Interrogée sur France Inter, Ségolène Royal, ancienne ministre de l’écologie, a dit de son côté : « Il est évident que la santé doit être exclue des règles du marché financier, ce n’est pas un bien comme un autre. »

Dans le second, Marine Le Pen, patronne du Rassemblement national, a posé la question : « Est-ce-qu’on pleure sur le patriotisme économique mis en place par les autres [les Etats-Unis] ou est-ce que nous aussi on décide d’en faire un peu ? » Elle souligne aussi que Sanofi « n’est plus une entreprise française ». De fait, les actionnaires du groupe sont, à plus de 60 %, des investisseurs étrangers.

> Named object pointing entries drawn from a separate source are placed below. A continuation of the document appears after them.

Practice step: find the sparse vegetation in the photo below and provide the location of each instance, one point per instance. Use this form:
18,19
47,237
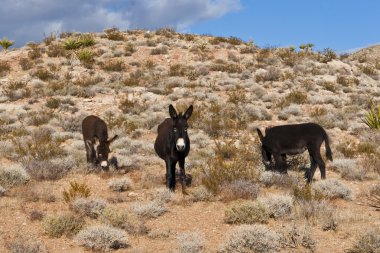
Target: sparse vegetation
63,224
247,212
251,238
102,238
128,78
5,43
367,243
192,242
76,190
13,175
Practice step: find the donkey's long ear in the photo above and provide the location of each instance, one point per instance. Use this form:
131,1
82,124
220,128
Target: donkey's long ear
112,139
260,134
172,112
188,112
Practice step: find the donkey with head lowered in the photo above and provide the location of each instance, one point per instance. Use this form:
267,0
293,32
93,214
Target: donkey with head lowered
173,145
280,141
95,132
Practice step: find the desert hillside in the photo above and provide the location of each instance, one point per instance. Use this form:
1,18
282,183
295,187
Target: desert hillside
51,200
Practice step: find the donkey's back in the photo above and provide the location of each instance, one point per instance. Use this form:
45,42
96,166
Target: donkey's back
162,143
293,134
93,126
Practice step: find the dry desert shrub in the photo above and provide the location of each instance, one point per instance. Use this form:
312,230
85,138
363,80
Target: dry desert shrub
114,34
92,208
201,193
298,236
246,212
332,188
229,163
350,169
150,209
63,224
124,219
240,189
112,65
47,170
2,191
251,238
76,190
277,205
5,68
270,178
39,145
295,97
25,244
13,175
102,238
369,242
120,184
191,242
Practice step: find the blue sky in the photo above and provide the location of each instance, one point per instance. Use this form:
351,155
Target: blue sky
338,24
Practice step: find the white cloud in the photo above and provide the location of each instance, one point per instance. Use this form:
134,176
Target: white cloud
26,20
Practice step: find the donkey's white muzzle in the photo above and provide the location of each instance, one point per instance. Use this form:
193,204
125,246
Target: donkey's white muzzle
180,145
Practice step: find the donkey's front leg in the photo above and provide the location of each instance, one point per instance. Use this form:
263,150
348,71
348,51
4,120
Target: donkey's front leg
170,174
182,175
280,164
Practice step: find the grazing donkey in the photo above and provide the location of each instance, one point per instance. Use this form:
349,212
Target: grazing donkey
95,132
173,145
280,141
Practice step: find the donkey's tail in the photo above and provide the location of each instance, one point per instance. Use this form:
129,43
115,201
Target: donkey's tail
327,146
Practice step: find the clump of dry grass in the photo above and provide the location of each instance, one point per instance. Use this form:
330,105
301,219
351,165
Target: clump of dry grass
120,185
332,188
25,244
200,193
76,190
47,170
240,189
230,163
150,209
13,175
251,238
192,242
40,145
102,238
295,97
247,212
89,207
369,242
124,219
63,224
277,205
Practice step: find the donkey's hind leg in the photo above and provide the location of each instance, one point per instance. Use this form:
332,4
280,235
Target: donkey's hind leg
90,151
280,163
321,165
182,175
309,174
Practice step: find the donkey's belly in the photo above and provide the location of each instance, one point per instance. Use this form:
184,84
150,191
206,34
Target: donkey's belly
294,151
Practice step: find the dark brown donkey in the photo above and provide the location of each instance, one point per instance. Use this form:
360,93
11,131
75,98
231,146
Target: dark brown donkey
95,132
173,145
280,141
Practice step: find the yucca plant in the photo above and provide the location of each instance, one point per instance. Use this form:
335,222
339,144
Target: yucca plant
85,56
372,118
76,190
5,43
87,40
71,44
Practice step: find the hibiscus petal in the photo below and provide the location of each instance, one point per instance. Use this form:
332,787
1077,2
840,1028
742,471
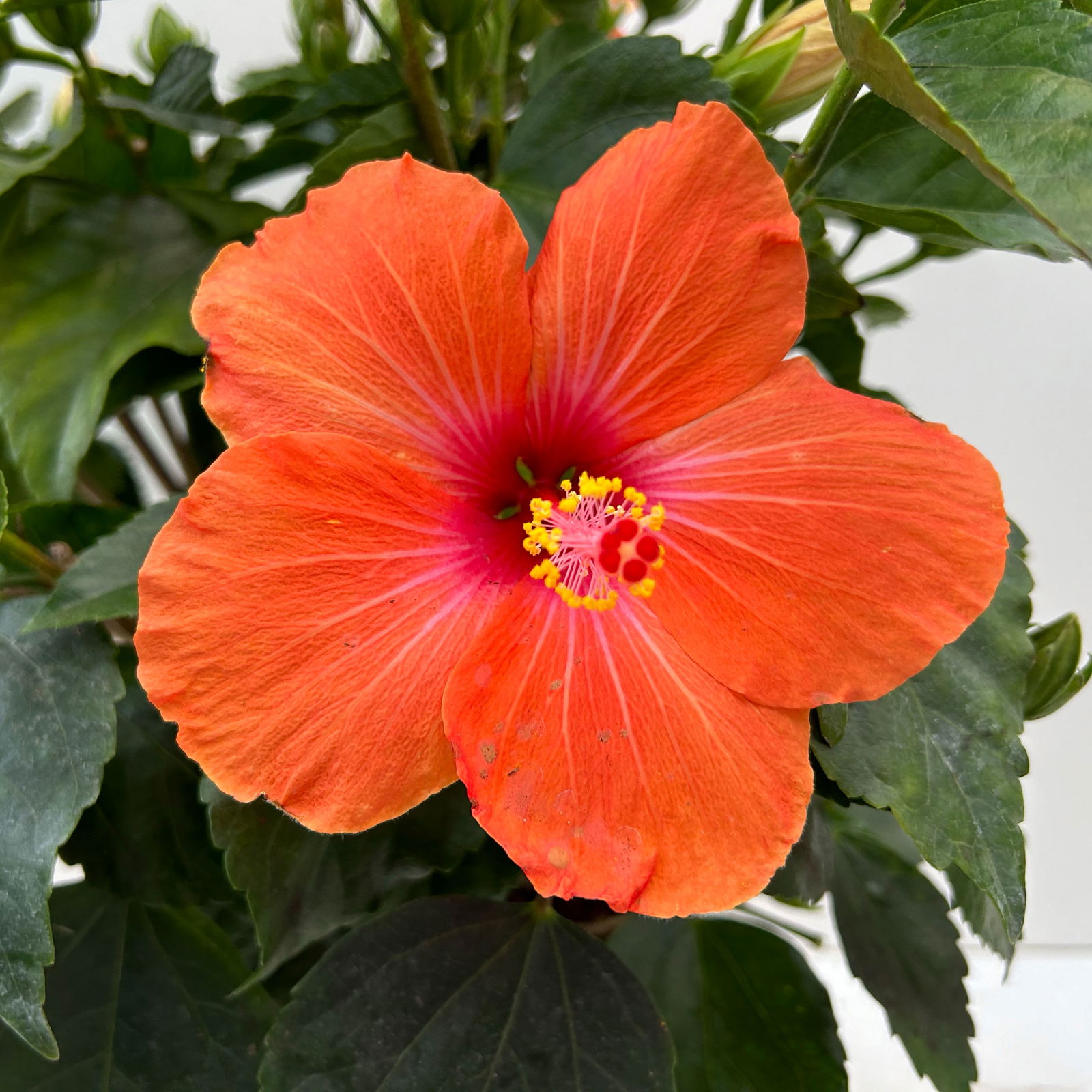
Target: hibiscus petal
822,546
672,278
609,766
393,309
300,615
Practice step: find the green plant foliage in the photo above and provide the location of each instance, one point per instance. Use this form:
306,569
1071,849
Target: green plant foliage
584,109
733,994
57,693
147,837
886,169
966,74
898,939
943,751
302,886
504,996
103,582
90,291
141,1001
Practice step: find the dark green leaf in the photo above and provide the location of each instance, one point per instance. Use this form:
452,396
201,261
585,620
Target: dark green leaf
943,751
90,291
745,1010
981,915
147,837
385,134
103,582
899,942
302,886
182,96
1006,82
16,163
557,47
837,347
358,87
140,1002
57,693
456,994
830,295
886,169
584,109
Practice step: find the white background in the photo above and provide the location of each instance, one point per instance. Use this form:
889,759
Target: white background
998,347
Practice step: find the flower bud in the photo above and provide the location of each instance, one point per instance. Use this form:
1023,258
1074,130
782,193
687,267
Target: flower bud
788,63
68,27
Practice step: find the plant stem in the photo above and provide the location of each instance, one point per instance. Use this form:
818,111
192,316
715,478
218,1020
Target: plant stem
178,442
806,160
14,549
377,25
497,76
734,29
153,461
423,93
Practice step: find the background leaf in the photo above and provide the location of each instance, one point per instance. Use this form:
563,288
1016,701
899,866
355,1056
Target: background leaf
85,295
139,998
57,693
943,751
1006,82
886,169
745,1010
302,886
502,997
586,109
103,581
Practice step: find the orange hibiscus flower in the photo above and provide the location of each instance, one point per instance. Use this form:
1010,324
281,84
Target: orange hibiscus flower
579,535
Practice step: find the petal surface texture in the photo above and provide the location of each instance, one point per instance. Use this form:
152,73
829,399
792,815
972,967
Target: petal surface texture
822,546
609,766
671,280
300,615
393,309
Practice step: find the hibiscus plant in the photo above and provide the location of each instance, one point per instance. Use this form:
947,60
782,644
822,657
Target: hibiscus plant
445,616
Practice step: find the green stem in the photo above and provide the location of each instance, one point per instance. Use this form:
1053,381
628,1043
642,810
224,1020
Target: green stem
498,98
735,25
382,31
423,93
806,160
14,549
917,258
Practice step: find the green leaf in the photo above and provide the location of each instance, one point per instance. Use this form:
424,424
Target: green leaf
899,942
981,915
584,109
558,47
1006,82
886,169
457,994
103,581
943,751
182,96
1057,674
76,302
830,295
745,1010
358,87
147,835
837,347
140,1002
16,163
385,134
302,886
57,693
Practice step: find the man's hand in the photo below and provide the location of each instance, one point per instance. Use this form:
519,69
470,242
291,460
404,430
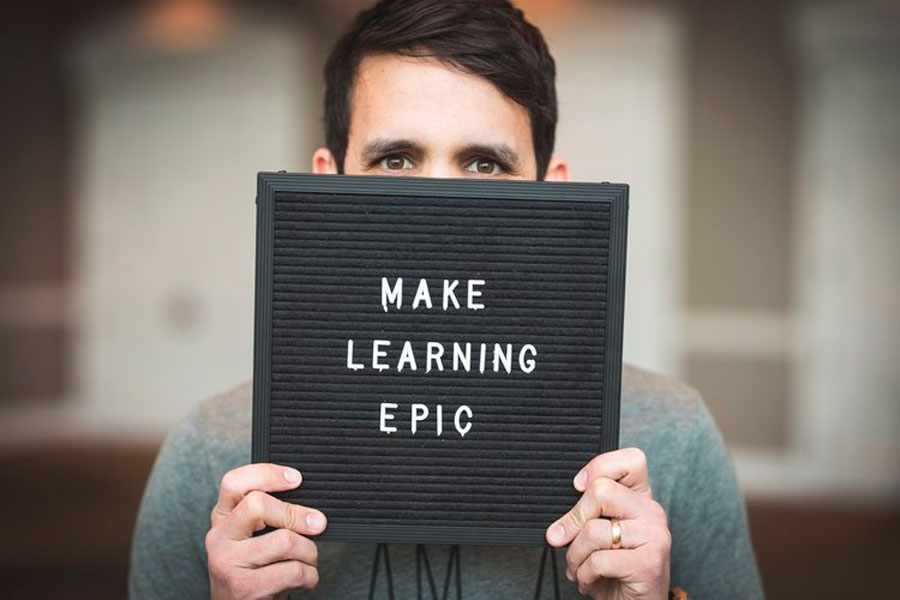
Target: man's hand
615,485
268,566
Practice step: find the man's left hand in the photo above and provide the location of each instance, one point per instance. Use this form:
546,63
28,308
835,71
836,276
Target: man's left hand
615,486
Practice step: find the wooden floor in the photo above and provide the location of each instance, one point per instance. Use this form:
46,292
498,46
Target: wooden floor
70,512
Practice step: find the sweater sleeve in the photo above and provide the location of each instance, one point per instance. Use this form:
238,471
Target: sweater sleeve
168,557
712,555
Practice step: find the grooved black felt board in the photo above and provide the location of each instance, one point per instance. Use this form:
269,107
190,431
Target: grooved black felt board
438,358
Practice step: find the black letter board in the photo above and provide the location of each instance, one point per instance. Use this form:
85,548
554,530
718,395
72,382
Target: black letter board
504,355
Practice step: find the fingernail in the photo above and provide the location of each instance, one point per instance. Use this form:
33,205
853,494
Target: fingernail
315,520
581,480
556,534
292,476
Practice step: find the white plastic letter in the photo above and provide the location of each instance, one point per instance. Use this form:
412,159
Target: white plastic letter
422,295
505,358
385,417
473,293
527,365
350,363
419,413
460,357
406,357
378,353
434,351
449,294
391,295
462,430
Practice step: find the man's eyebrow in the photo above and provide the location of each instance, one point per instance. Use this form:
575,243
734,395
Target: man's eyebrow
380,147
501,153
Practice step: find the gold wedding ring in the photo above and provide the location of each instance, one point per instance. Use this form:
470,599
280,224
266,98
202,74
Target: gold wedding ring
617,533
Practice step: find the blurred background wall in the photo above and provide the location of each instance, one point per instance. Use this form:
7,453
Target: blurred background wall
762,143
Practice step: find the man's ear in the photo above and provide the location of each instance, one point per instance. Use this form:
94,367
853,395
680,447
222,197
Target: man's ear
557,170
323,162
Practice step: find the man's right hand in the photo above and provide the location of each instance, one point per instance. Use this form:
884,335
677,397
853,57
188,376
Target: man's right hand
268,566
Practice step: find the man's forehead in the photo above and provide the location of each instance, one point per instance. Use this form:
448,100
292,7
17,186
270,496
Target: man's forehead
425,102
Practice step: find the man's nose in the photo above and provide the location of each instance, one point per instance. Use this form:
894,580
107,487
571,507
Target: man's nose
439,168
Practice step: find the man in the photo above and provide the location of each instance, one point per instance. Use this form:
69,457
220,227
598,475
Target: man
448,89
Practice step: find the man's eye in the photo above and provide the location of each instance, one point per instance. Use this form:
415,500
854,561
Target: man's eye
395,163
483,166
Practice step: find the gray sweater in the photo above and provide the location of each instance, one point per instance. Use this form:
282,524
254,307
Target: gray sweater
690,474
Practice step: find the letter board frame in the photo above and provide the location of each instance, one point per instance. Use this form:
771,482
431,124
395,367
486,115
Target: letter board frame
377,497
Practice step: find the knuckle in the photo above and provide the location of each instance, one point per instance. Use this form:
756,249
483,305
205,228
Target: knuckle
655,562
666,539
216,566
240,585
228,483
255,503
312,577
637,455
594,530
283,542
291,515
660,513
313,553
600,488
596,562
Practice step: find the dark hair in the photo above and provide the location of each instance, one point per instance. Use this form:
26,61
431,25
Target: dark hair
487,38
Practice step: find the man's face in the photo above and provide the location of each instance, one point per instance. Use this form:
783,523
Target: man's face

La polémique a également débordé du monde politique, l’organisation non gouvernementale militante Oxfam s’insurgeant contre des informations « tout simplement scandaleuses » et critiquant « les motivations financières et la recherche de profits par les géants de l’industrie pharmaceutique ».

Quant aux recherches elles-mêmes, où en sont-elles ? Le responsable de Sanofi a confirmé qu’il tablait toujours sur un vaccin prêt d’ici à dix-huit ou vingt-quatre mois, soulignant à quel point un tel calendrier était rapide par rapport à la normale. En temps normal, « développer un vaccin, ça prend dix ans », a rappelé M. Bogillot. « On essaie d’accélérer toutes les phases. »

Un vaccin contre la maladie Covid-19 pourrait être prêt d’ici un an dans un scénario « optimiste » selon les données provenant d’essais en cours, a estimé jeudi l’Agence européenne des médicaments (EMA).